The story starts slowly, in a swimming pool locker room, on Gina's birthday. Gina (Sally Phillips, familiar as the friend of Bridget Jones and Miranda) is feeling unloved, her husband Adrian (Cameron Daddo) having merely thrust some money at her as her birthday present. Her swimming mates let her think they don't know it's her birthday, but they have something for her in a plain envelope and mischief is in the air.
Even when she's feeling pushed about by her boss in the liquidation company where she works, or ignored by sexually turned off Adrian, we're on Gina's side. We want her to recognise that her loyalty to Adrian is misplaced. Thanks to Sally Phillips' fine acting, we want something better for her.

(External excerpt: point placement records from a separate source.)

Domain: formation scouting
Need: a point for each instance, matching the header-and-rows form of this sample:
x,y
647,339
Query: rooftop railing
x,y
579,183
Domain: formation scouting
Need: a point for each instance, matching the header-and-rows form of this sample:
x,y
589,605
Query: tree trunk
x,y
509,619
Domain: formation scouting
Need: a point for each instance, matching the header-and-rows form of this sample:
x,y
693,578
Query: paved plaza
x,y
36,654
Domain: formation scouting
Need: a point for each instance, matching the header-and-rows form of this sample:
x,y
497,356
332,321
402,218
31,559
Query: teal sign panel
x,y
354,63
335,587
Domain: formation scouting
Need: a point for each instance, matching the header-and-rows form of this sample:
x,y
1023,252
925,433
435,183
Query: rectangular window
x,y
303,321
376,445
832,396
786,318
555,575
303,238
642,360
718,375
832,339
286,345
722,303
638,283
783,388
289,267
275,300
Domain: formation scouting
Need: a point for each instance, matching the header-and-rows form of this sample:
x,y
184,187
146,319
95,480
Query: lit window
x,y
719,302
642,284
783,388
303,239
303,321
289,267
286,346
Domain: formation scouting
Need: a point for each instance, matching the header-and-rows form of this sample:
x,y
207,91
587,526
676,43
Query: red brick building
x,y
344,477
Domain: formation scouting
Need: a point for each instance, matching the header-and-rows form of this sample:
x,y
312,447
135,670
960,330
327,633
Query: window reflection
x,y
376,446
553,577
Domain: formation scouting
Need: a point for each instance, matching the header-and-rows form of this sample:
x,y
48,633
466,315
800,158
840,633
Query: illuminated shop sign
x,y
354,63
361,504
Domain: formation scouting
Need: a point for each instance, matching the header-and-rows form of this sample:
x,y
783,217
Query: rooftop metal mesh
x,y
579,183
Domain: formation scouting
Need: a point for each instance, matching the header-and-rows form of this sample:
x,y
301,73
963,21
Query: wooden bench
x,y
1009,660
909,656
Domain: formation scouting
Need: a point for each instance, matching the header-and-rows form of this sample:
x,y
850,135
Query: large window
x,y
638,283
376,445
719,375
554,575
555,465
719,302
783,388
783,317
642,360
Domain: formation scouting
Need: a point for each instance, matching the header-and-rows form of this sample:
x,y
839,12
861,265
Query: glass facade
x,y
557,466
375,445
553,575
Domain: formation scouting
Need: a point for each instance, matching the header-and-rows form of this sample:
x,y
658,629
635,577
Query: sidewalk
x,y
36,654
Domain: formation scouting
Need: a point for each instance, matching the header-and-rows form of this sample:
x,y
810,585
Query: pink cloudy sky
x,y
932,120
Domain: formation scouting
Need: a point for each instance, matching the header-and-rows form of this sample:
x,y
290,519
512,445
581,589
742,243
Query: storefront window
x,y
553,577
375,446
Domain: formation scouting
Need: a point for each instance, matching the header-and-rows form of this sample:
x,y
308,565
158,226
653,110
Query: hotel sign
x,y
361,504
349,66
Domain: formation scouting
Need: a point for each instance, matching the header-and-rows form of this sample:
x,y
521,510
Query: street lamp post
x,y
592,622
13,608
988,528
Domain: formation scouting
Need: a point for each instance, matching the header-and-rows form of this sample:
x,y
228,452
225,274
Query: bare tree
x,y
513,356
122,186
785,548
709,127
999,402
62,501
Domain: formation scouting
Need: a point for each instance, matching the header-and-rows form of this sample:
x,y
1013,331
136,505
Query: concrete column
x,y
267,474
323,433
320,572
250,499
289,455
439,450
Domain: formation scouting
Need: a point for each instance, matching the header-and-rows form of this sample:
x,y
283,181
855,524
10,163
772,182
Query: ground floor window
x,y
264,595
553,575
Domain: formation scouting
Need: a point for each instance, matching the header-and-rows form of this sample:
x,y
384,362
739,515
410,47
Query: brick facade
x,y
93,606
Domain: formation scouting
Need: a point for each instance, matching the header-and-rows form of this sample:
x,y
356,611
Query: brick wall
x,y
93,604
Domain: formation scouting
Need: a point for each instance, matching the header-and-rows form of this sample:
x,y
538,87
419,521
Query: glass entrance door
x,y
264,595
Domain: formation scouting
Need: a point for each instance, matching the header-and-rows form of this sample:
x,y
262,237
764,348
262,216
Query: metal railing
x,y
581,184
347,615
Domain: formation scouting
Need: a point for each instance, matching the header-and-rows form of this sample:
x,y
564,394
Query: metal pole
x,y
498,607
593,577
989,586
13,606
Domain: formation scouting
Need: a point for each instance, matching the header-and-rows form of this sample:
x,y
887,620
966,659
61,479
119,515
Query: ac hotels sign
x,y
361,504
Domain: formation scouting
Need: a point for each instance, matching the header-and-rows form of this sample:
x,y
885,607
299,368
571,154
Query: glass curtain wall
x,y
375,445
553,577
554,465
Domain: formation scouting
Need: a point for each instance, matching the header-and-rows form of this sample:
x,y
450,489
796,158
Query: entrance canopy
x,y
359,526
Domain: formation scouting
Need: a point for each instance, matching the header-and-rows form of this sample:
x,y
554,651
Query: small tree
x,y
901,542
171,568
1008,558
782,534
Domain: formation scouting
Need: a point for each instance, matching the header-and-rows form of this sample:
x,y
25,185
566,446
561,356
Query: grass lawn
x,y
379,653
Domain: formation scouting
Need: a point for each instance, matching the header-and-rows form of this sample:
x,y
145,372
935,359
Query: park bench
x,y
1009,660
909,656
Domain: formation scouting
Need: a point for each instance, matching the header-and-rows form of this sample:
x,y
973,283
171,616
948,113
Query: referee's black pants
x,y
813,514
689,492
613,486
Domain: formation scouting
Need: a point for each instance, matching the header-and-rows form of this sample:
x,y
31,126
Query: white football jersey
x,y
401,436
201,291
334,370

That something better could be Tom (Alexander England) who soon knocks at Gina's door, plays raunchy music and starts stripping in front of her while still on her doorstep. Some birthday gift. But prudish, proper, committed Gina tells Tom to kill the music and put his shirt back on. Undeterred, Tom offers to do anything for her, anything at all. What she wants, what would please her most, is for Tom to clean her house. She shows him how.
It turns out Tom is only a stripper in his spare time, a novice too, but with Gina's liquidation firm about to close down the trucking company We Move You, where Tom works officially, stripping will be Tom's only job.
We Move You is run by Steve (Erik Thomson, 800 Words) with a staff of four including Tom. Steve is bewildered by his firm's imminent closure. What's next for him? And what's next for Gina when, out of the blue, she is handed a redundancy notice by her ageist boss. Will she be defeated? No, definitely not.
Things come together in Gina's entrepreneurial mind. She sells the idea to Steve and his staff that We Move You could clean houses for fed-up women. Then Gina's locker room mates persuade her that We Move You could offer a full range of services. Gina's resistant at first, but suddenly it's all on.
The chemistry between Gina and Steve is clear from the start, to us but not to Gina, a clever directorial device by writer/director Renée Webster. Gina wakes up to the suitability of Steve in the film's funniest moment. It's worth going to the movie for that scene alone.
A good story about ordinary people and human ingenuity told with humour and just a dash of pathos. Highly recommended.